- Directed by: William Hamilton Edward Killy Charles Kerr (assistant)
- Written by: Anthony Veiller Wallace Smith
- Based on: Seven Keys to Baldpate by Earl Derr Biggers (1913 novel) and George M. Cohan (1913 play)
- Produced by: William Sistrom (associate producer)
- Starring: Gene Raymond Eric Blore
- Cinematography: Robert De Grasse (as Robert de Grasse)
- Edited by: Desmond Marquette
- Music by: Alberto Colombo (uncredited)
- Distributed by: RKO
- Release date: 13 December 1935 (US);
- Running time: 68 minutes
- Country: United States
- Language: English

= Seven Keys to Baldpate (1935 film) =

1935 film by Edward Killy

Seven Keys to Baldpate is a 1935 American comedy mystery film directed by William Hamilton and Edward Killy and starring Gene Raymond and Eric Blore. It is one of several filmed versions based on the popular 1913 play.

==Plot==
A writer, looking for some peace and quiet in order to finish a novel, takes a room at the Baldpate Inn.

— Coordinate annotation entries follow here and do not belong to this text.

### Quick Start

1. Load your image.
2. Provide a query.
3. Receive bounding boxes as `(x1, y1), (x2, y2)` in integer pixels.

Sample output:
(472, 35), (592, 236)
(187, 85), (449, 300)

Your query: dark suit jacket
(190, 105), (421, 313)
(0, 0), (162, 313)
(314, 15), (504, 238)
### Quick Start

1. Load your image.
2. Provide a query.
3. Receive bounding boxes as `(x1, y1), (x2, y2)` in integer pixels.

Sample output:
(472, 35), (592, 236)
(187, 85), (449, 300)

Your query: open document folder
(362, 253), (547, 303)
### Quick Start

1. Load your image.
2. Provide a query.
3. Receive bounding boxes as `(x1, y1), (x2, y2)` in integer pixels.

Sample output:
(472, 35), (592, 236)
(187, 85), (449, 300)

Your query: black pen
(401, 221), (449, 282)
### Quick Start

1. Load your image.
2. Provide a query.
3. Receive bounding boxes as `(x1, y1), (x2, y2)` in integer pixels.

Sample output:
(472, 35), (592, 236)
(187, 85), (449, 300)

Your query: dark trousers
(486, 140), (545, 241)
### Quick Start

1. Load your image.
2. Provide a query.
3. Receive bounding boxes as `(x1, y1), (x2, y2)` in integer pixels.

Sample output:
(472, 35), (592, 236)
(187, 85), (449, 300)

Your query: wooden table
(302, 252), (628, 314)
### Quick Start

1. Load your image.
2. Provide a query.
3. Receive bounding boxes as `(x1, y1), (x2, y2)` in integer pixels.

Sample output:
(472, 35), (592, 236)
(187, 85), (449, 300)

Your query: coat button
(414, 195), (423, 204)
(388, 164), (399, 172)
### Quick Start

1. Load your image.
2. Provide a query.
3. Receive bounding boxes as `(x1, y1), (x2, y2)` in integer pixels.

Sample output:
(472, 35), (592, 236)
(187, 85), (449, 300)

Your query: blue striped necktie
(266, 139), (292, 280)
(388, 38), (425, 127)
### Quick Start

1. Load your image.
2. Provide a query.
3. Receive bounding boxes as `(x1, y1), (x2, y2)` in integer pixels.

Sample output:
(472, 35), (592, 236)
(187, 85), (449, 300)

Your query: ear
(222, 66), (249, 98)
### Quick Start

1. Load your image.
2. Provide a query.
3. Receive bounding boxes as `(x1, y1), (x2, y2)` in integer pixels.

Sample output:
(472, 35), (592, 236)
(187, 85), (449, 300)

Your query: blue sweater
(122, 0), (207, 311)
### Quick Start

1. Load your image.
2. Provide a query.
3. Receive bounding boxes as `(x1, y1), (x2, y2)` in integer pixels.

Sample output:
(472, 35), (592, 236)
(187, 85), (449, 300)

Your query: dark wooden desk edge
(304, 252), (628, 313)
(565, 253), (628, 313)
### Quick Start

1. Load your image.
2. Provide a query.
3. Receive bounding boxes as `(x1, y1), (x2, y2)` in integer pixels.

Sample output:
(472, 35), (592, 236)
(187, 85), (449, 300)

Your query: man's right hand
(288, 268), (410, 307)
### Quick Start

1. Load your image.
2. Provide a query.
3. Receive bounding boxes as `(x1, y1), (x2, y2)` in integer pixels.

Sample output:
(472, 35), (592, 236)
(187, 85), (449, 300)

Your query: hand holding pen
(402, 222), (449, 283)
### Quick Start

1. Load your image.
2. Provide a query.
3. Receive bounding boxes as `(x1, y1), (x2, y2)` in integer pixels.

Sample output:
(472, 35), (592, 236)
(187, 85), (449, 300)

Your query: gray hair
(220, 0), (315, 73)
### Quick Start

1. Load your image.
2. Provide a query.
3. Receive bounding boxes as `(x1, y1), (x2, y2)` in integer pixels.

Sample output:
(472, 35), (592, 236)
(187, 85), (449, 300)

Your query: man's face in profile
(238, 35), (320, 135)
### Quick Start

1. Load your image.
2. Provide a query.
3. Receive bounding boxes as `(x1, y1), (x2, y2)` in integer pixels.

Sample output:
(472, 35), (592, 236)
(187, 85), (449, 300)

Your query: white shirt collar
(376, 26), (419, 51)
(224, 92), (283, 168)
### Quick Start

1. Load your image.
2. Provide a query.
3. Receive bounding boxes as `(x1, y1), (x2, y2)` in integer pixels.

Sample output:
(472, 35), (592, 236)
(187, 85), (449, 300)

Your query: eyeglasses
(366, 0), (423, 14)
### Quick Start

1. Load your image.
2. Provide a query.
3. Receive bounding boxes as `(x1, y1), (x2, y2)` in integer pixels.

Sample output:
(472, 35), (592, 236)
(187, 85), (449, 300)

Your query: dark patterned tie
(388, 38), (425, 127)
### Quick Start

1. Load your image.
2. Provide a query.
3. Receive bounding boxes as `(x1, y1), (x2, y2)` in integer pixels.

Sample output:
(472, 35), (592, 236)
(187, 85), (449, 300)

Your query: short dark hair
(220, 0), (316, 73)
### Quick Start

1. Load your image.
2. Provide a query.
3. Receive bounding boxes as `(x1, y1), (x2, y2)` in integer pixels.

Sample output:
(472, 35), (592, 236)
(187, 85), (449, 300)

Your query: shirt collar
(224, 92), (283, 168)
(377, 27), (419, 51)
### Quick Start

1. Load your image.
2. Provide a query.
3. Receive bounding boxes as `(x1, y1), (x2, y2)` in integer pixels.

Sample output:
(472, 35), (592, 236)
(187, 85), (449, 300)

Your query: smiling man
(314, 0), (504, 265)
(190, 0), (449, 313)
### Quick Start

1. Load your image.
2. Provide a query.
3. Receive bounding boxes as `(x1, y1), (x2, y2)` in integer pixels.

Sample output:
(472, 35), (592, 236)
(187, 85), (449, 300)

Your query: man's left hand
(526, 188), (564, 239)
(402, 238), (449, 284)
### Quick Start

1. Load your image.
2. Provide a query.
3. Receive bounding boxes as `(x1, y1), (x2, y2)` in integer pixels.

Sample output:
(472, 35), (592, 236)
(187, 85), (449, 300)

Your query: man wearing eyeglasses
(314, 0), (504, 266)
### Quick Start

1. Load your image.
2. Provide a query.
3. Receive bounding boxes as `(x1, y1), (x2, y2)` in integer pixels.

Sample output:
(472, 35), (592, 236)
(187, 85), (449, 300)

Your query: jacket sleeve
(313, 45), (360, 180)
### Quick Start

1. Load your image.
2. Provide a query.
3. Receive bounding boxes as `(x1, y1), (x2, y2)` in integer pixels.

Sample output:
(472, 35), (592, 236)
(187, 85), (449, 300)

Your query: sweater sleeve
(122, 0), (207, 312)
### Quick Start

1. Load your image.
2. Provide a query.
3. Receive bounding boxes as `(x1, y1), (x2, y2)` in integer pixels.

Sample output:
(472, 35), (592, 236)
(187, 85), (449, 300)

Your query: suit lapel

However, peace and quiet are the last things he gets, as there are some very strange goings-on at the establishment.

==Cast==
- Gene Raymond as Magee
- Margaret Callahan as Mary Norton, alias of Mary Johnson
- Eric Blore as Professor Bolton, alias of Harrison
- Grant Mitchell as Thomas Hayden
- Moroni Olsen as Jim Cargan
- Erin O'Brien-Moore as Mrs. Hayden, alias of Myra
- Henry Travers as Adlebert Peters
- Walter Brennan as Station agent
- Ray Mayer as Bland
- Erville Alderson as Chief of police
- Murray Alper as Max
- Harry Beresford as Lige Quimby
- Emma Dunn as Mrs. Quimby

==Reception==
The critic from The Washington Post said he could think of no two actors less alike than Gene Raymond and Richard Dix (who starred in the 1929 film version), apart from George Arliss and Harpo Marx, and said the film was a "sturdy old warhorse"; while
Variety wrote, "Too much conversation and too little action makes this mystery comedy, old stage success, only fairly amusing."